Les quatre silencieux acteurs de cette scène allaient célébrer .. ... sans le corps du défunt, intercéder auprès de Dieu pour un roi de France, et faire son convoi sans cercueil. Toute la monarchie était là dans les prières d'un prêtre, de deux jeunes filles, et peut-être aussi la révolution était-elle représentée par un homme dont la figure trahissait trop de remords pour ne pas croire qu'il faisait acte d'immense repentir. Il y eut un moment où les pleurs le gagnèrent ; ce fut au Pater. Les deux religieuses virent deux grosses larmes tracer un chemin humide le long de ses joues et tomber sur le plancher.


Quand le service funèbre fut terminé, le prêtre fit signe aux deux religieuses qui se retirèrent.

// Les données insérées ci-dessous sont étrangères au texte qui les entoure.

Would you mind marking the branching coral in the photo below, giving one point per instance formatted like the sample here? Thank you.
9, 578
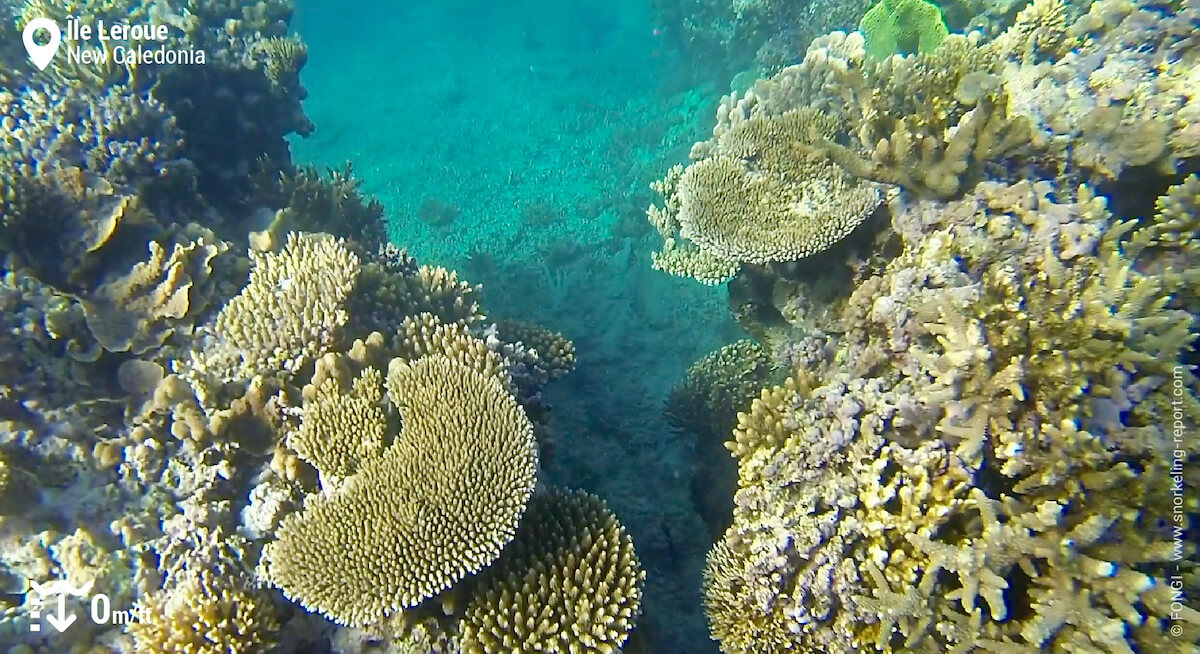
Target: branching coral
803, 159
139, 310
435, 507
569, 582
203, 615
981, 465
291, 311
342, 430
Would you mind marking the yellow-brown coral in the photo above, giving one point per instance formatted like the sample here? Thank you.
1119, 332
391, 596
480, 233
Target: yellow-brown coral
437, 505
202, 615
570, 582
342, 430
291, 311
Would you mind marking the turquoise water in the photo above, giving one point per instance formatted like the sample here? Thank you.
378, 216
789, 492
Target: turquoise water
569, 109
657, 327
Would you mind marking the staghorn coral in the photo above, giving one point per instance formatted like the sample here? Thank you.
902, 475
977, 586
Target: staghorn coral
551, 353
393, 288
425, 335
289, 312
717, 388
569, 582
706, 405
309, 201
201, 613
981, 462
437, 505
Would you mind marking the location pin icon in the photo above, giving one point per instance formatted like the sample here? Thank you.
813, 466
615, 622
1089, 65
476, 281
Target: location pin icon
41, 55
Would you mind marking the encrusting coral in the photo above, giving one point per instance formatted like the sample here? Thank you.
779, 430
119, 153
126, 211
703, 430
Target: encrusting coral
981, 463
903, 27
569, 582
436, 505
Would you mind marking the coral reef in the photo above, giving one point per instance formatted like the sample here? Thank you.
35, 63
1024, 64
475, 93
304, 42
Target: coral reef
289, 313
801, 160
449, 493
977, 444
203, 615
903, 27
570, 582
985, 441
706, 406
208, 353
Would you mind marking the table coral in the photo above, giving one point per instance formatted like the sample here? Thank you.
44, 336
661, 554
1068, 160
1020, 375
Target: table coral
289, 312
1007, 457
436, 505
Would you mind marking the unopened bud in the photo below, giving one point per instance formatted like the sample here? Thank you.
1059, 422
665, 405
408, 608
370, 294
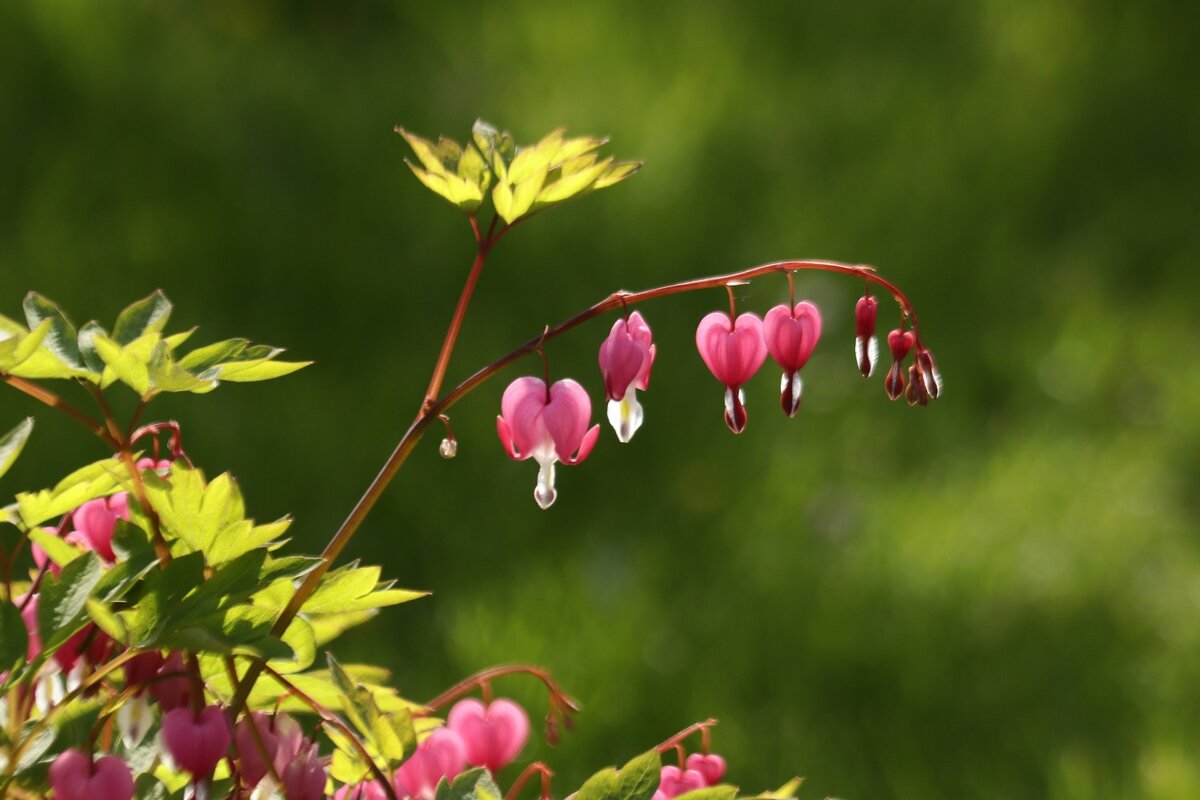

Alors se trouvant seul avec l'inconnu, il alla à lui d'un air doux et triste :
"Monsieur, lui dit-il d'une voix paternelle, si vous avez trempé vos mains dans le sang du roi martyr, prenez confiance en mes paroles. Il n'est pas de faute qui, aux yeux de Dieu, ne soit effacée par un repentir aussi sincère que le vôtre paraît être."
Aux premiers mots du prêtre, l'étranger eut un frisson d'horreur, mais reprenant une contenance calme :
Mon père, dit-il d'une voix visiblement altérée, nul n'est plus innocent que moi du sang versé hier.
Je vous dois croire, répondit le prêtre.
Puis, comme s'il voyait en cet homme un de ces conventionnels peureux qui livrèrent la tête du roi pour sauver la leur.
Songez, mon enfant, qu'il ne suffit pas, pour être absous de ce crime, de n'y avoir pas coopéré ; ceux qui devaient défendre le roi de France en rendront compte au Roi des cieux.
Vous croyez donc, s'écria l'inconnu plein d'épouvante, qu'une participation indirecte sera punie ?
Oui !
Le soldat commandé pour former la haie est-il donc coupable ?
Non.


L'étranger sembla prendre cette dernière réponse pour une solution favorable à des doutes cruels, et, sans insister davantage, il dit au prêtre :
"Je rougirais de vous offrir un honoraire pour le service funèbre que vous venez de célébrer pour le repos de l'âme du roi. On ne peut payer une chose inestimable que par une offrande qui soit aussi hors de prix. Daignez donc accepter le présent que je vous fais d'une sainte relique. Un jour viendra peut-être où vous pourrez en comprendre la valeur."


A ces mots, il lui met dans la main une petite boîte que le prêtre prit involontairement, tant la solennité des paroles de cet homme et le respect avec lequel il tenait cette boîte l'avait plongé dans l'étonnement.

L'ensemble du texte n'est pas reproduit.